Pandemic resilience and startups
The pandemic posed severe challenges to most businesses, though the agile and fortunate ones were able to innovate out of the crisis or even spot opportunities.
“The pandemic made every human being humble against nature and made us relook at life priorities. That applied to startups as well,” Nagaraja recalls.
He describes a spectrum of startup responses during the pandemic: repurpose and grab the opportunity; pivot to survive; survive for a better day; or shut down.
“I was glad to see more startups repurposing or pivoting. Most of my portfolio thrived, like telemedicine, farm to home, waste management, waste to energy, and reclaimed water. This also applied to handloom, as fast fashion gave way to slow fashion,” Nagaraja adds.
Startup ecosystem
All three speakers are actively involved in India’s startup ecosystem, and are widely respected influencers, speakers, and sounding boards for founders.
“I see impact investors co-investing with mainstream investors, as the mainstream comes down to the next 500 million citizens and impact investors go above. So the bottom 250 million is vacant for real impact investors to grab using widely-accepted SDG goals,” Nagaraja says.
TN Hari has co-founded the Artha School of Entrepreneurship to accelerate journeys of entrepreneurs in scaling their ventures. The mission is also to help founders and contribute to the social and economic prosperity of their communities.
“The vision is to be the world's leading institution helping founders build large and sustainable businesses. The curriculum will be practical and based on a rich collection of real-life experiences,” Hari says.
The faculty will comprise founders and operators who have built and scaled companies. “We are a not-for-profit company by choice. Creating deep impact across the entire spectrum of entrepreneurship is of paramount importance,” he says.
Profitability and social impact
Over the years, a number of debates have sprung up in the entrepreneurship space on the tradeoffs between value or valuation, growth or profitability, business or social impact.
“With ESG (environment, social, governance) issues being the most talked about now in corporate circles, I am very optimistic that the whole world is realising what is important,” Nagaraja says.
This was very different seven years ago when Nagaraja invested in Solaron, a provider of ESG ratings and research.
“Today's startup is tomorrow’s corporate, and if they don't fix themselves now they will need to later. So it's better to build the triple bottom line thought now itself,” he emphasises.
Founder advice
The speakers also offer tips for aspiring founders, on problem finding and perseverance.

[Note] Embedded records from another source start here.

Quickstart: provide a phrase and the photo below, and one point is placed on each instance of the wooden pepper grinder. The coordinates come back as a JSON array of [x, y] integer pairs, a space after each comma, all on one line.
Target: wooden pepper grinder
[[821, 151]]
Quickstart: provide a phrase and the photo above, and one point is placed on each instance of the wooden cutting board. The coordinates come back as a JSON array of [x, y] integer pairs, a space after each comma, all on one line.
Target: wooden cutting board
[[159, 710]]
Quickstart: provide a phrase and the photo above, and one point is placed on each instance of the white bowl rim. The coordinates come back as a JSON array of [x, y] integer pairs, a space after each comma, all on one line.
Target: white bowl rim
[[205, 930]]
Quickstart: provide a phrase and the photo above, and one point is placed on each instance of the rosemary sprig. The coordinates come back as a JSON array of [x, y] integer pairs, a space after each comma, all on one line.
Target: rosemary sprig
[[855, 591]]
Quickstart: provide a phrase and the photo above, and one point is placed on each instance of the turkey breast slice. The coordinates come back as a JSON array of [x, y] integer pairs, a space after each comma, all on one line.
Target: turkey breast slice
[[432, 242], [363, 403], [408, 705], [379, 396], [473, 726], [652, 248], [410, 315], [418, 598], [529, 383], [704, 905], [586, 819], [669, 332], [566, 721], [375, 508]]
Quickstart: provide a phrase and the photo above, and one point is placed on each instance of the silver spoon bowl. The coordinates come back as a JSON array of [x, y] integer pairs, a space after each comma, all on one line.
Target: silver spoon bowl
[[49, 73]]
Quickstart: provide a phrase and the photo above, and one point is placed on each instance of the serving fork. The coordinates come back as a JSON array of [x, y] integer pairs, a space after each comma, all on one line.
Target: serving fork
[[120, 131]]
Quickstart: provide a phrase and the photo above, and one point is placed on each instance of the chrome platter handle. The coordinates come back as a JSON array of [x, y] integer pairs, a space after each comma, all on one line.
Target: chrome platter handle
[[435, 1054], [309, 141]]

This year, Damodaran, Founder of Gramalaya, received the Padma Shri award for his relentless work on toilets for 35 years. “Gramalaya is in my portfolio. Now, as the government has taken up Swachh Bharat, he picked up another problem to solve. That much of perseverance is required to see a real difference,” Nagaraja advises.
“Entrepreneurship is not a cool thing as is made out in media stories of the rich and famous entrepreneurs. Mostly, it consists of hard work and setbacks, and needs tons of resilience,” Hari cautions.
“So, start up only if you feel the need to solve a problem deep in your soul and have the strength to rough it out,” Hari signs off.